O problema é que uma rede aberta, com centenas de pessoas conectadas ao mesmo tempo, é um ambiente bem confortável para quem quer bisbilhotar tráfego alheio, e em convenções isso fica ainda mais fácil porque, com tanta gente tentando se conectar, é comum aparecer mais de uma rede com nome parecido com o oficial do evento, sem que ninguém confira qual delas é a de verdade antes de clicar em conectar.
Por que você corre riscos
Quem joga costuma ter contas com valor real embutido nelas, seja em skins, itens, moedas do jogo ou saldo de carteira digital, e é justamente esse tipo de conta que vale a pena roubar, porque dá para revender item por item num mercado paralelo sem que a vítima perceba de imediato. Por exemplo, é altamente lucrativo para cibercriminosos roubar contas de Fortnite, uma vez que muitos jogadores gastam muito dinheiro real para ampliar sua coleção de personagens e músicas. Se o login da Steam, da conta da Riot, do PSN ou do Xbox trafegar sem proteção numa rede que outra pessoa está monitorando, aquele acesso pode ser capturado ali mesmo, no meio da fila do autógrafo ou enquanto você está testando um jogo no estande ao lado.

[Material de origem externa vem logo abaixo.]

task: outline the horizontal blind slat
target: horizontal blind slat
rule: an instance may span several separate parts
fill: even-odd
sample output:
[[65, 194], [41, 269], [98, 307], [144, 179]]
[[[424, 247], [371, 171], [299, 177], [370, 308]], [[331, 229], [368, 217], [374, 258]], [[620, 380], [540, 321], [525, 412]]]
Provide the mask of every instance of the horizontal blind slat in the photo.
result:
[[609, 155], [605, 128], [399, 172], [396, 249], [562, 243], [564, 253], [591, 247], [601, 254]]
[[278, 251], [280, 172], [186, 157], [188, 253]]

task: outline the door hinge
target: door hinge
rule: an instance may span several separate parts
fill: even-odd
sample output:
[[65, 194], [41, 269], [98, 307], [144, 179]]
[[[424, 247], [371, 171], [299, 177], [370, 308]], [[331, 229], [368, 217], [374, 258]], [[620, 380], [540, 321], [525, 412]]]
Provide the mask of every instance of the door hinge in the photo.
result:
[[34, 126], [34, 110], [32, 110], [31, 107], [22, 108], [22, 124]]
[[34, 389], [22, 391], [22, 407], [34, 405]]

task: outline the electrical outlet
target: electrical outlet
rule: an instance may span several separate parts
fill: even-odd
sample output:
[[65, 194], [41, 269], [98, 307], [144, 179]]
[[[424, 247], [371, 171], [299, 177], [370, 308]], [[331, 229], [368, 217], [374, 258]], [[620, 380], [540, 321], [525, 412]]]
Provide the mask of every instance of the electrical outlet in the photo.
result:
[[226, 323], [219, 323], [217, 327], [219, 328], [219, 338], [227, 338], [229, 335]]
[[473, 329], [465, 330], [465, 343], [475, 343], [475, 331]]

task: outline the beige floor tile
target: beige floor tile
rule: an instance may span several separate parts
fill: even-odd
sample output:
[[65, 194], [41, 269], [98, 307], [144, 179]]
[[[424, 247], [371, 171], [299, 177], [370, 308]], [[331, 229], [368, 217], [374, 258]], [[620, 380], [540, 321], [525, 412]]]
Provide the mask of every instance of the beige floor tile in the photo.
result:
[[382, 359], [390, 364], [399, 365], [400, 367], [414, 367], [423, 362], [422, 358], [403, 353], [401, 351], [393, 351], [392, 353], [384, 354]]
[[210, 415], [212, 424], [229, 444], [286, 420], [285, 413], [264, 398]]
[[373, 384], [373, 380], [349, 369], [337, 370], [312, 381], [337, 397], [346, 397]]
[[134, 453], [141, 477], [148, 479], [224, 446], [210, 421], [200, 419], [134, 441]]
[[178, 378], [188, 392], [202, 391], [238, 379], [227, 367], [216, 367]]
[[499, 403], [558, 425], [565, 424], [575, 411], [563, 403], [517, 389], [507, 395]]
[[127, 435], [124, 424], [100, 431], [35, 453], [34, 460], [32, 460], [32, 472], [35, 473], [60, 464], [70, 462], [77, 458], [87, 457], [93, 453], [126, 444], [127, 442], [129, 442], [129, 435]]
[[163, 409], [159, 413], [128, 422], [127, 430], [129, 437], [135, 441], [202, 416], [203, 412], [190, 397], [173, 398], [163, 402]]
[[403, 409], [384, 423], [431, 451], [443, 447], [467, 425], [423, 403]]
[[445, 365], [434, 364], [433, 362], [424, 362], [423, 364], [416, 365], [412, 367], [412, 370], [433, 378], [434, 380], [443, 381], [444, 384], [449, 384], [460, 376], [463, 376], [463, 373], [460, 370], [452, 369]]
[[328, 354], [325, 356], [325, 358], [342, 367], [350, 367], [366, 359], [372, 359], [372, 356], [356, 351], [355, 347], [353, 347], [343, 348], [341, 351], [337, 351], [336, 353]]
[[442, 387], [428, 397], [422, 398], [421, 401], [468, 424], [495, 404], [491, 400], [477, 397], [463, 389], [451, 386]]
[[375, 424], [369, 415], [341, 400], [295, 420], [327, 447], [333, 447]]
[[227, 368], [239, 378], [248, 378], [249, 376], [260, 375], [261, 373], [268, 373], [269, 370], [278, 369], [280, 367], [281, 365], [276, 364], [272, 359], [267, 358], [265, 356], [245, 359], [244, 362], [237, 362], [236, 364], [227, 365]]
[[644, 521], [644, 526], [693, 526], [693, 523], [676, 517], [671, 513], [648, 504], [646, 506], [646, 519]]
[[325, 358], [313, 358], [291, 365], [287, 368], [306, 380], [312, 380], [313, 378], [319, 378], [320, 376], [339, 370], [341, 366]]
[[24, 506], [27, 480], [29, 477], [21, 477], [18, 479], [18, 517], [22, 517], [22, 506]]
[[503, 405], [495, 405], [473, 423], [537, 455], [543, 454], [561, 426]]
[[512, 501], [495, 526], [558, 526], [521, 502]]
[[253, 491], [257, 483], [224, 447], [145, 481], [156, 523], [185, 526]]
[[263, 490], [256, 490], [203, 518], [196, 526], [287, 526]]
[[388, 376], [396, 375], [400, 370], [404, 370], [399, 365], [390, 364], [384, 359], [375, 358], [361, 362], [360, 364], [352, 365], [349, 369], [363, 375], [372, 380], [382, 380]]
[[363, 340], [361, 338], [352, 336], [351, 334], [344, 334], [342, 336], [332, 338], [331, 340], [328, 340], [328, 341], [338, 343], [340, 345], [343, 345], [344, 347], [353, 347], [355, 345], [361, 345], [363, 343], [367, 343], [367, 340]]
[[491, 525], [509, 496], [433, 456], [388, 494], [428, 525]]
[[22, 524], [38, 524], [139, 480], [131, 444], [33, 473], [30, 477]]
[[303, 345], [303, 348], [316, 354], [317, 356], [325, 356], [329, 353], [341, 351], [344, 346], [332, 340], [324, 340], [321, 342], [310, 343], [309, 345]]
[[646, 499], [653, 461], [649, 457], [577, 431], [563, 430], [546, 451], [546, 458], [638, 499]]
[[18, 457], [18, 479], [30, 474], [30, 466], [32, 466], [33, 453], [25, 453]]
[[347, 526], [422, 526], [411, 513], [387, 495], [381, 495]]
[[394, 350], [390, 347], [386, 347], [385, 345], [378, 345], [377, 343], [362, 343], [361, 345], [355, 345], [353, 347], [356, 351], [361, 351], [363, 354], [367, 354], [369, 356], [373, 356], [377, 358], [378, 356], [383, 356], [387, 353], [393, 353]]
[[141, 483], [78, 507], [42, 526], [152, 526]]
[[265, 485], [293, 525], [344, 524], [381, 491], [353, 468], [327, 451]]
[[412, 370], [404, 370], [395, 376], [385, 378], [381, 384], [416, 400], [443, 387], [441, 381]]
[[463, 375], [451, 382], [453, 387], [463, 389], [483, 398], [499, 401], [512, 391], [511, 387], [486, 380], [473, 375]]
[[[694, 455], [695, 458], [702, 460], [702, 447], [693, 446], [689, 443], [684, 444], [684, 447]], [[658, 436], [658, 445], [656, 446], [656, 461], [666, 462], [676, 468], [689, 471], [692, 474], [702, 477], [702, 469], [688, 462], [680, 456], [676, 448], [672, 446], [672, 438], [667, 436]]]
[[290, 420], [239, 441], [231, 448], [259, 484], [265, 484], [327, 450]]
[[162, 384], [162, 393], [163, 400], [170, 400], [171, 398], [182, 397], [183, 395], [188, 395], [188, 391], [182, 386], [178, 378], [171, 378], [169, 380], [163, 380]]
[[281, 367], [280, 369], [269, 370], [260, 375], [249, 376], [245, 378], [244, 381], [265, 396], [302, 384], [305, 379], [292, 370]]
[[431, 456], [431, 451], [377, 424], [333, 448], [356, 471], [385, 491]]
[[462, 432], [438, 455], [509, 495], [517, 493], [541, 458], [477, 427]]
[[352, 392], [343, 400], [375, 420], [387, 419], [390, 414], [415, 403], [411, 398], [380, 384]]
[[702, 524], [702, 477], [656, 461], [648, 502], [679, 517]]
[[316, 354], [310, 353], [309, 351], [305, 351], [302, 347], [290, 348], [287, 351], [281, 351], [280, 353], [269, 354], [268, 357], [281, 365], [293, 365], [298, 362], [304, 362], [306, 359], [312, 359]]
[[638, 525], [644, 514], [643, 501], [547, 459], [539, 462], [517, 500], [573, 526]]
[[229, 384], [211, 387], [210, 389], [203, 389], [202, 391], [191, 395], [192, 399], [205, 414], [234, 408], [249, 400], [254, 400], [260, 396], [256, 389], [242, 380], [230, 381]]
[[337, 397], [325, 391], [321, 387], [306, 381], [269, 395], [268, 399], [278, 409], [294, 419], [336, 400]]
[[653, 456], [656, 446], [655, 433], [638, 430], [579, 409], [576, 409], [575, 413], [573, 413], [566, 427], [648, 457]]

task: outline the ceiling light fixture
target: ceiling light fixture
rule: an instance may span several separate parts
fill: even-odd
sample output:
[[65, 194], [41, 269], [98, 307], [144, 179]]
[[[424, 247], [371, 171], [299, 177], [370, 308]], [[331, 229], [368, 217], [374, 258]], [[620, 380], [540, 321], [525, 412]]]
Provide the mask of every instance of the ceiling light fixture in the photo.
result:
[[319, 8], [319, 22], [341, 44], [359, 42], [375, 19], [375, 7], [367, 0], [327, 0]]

Tem também o hábito, meio automático, de aproveitar o tempo parado na convenção para resolver outras coisas, como checar o extrato do banco ou confirmar um pagamento que ficou pendente, sem lembrar que a rede que você está usando não é a mesma de casa nem a do escritório, onde talvez exista algum tipo de proteção corporativa por trás. Numa convenção, o que existe é uma rede compartilhada com desconhecidos, e cada aplicativo aberto ali carrega esse risco junto.
Reduzindo o seu
Dá para reduzir bastante esse tipo de exposição sem abrir mão de usar a internet do evento, embora a solução mais direta continue sendo simples: uma vpn cria um túnel criptografado entre o aparelho e a internet, então mesmo que alguém esteja capturando o tráfego daquela rede aberta, o que sai do seu celular chega ilegível para quem estiver espionando. Vale ativar antes mesmo de entrar na rede do evento, não depois de já ter aberto o launcher ou feito login em algo importante.
Outro cuidado que ajuda, mesmo sem depender de nenhuma ferramenta extra, é desconfiar de qualquer rede com nome quase igual ao oficial, prestar atenção se o evento pede autenticação por captive portal (aquela página que abre pedindo e-mail ou clique antes de liberar o acesso), evitar deixar o wifi do celular configurado para conectar automaticamente em redes conhecidas, já que um nome copiado engana o aparelho tanto quanto engana a pessoa, e perguntar na organização do evento, quando dá, qual é o nome exato da rede antes de sair testando as que aparecem na lista.